West Campus employees are coming out of isolation.

Yale has been working hard to attract new researchers to West Campus — located seven miles from downtown New Haven — since it bought the 1.6 million-square-foot complex from pharmaceutical company Bayer HealthCare in 2007. Administrators estimate that between 100 and 200 employees regularly utilize the campus’s facilities now, though not all of them work on West Campus full-time.

As more researchers move to the site, the West Campus administration is instituting a series of changes to make them feel more comfortable in their offices and laboratories seven miles from central campus. While some employees said the changes, which include more frequent transportation and regular dining services, make them feel less isolated and allow them to more easily connect with one another, others said the campus’s location is still a drawback for potential researchers and visitors.

“The main discouragement is that people feel left out of the main activity,” said Milind Majahan, a researcher at the Yale Center for Genome Analysis who moved from the Yale School of Medicine to West Campus in January. “But we encourage visitors and they keep on visiting.”

Last year, the Pioneer Council was formed with the objective of building community life and promoting discussion about work conditions on West Campus, Michael Donoghue, vice president for West Campus planning and program development, said.

To promote regular communication across the 136-acre campus, the administration has organized monthly brown bag lunch seminars, where researchers are encouraged to share new discoveries and hear others talk about their work, among other initiatives.

“Because we’re all out here, it’s nice that we’re getting to know each other,” researcher and chair of the Pioneer Council Janie Merkel said.

The council’s monthly meetings allow for communication across unrelated departments on West Campus, Lisa Maloney, operations manager for West Campus, said.

“We try to talk about things that are campuswide so they will communicate it back to their unit and I will communicate it back to Michael [Donoghue],” Maloney explained.

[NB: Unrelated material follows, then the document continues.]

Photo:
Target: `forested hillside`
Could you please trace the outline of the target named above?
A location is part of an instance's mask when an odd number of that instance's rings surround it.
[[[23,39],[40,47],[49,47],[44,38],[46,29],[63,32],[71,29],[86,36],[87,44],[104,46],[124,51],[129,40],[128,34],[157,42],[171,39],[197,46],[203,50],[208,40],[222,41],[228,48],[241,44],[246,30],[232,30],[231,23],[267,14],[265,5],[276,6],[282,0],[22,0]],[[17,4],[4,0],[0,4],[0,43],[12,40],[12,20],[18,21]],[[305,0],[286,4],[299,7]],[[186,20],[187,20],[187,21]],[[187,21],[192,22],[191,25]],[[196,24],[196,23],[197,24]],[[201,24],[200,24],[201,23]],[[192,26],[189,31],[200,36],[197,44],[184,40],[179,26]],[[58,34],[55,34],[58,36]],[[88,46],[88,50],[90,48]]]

The council has managed to implement a number of improvements in the year it has been meeting, she said, and these improvements could have a large impact on the social and professional lives of the campus’s employees.

IMPROVING EMPLOYEE SERVICES

The most visible improvement to the employee work environment is the transportation system — as of early September, a shuttle bus travels between West Campus and central campus every half hour instead of every hour as in previous semesters, Donoghue said.

Some employees live in West Haven and Orange, but most commute daily from New Haven, he said. Though many commute to the campus by car, the shuttle makes stops at key locations such as the School of Medicine in case researchers want to make a quick trip to their other offices during the day.

“Ridership is way up now. Last month, we had well over 1,000 riders,” Donoghue said.

There are plans to increase the shuttle service’s frequency to every 15 minutes in the spring, when the West Campus administration intends to increase the population of the campus by hiring new researchers, Donoghue said.

Another major improvement for those on West Campus is the implementation of a regular Yale Dining service this fall.

Bayer HealthCare left behind a cafeteria in what is now the administrative building, but the administration never employed a dining service to utilize the space. Employees had to either bring lunch from home or take a break during the day to drive to a store. In March, Yale Dining started selling lunch during a two-hour window every Wednesday to test whether there was any interest in a regular service.

Demand was so high that the cafeteria now serves hot food, salads, sandwiches, soups and snack items every day from 8 a.m. to 2:30 p.m.

“It was hard to find some time to drive down and pick up lunch,” Majahan said. ”Now I bring lunch from home but in case I don’t, it’s nice to have this service.”

JOINING THE YALE FAMILY

Services are not the only things improving on West Campus.

The administration is also trying to build connections between employees both within West Campus itself and between West Campus and the central campus.

Merkel transferred a year ago from a laboratory in Kline Biology Tower to the Yale Small Molecule Discovery Center located on West Campus.

The new laboratory is much larger than the cramped facilities in Kline — in fact, Merkel and her team are the only group occupying their new building.

To prevent isolating employees based on West Campus, the administration has been encouraging consistent traffic from central campus by regularly hosting symposiums and seminars in the 250-seat Grace Murray Hopper Auditorium in the main administration building, Donoghue said.

“The idea of having some intellectual activity and seminars is one way to integrate people,” he said.

The next brown bag lunch seminar on West Campus will be held Dec. 1 in the cafeteria of the administration building.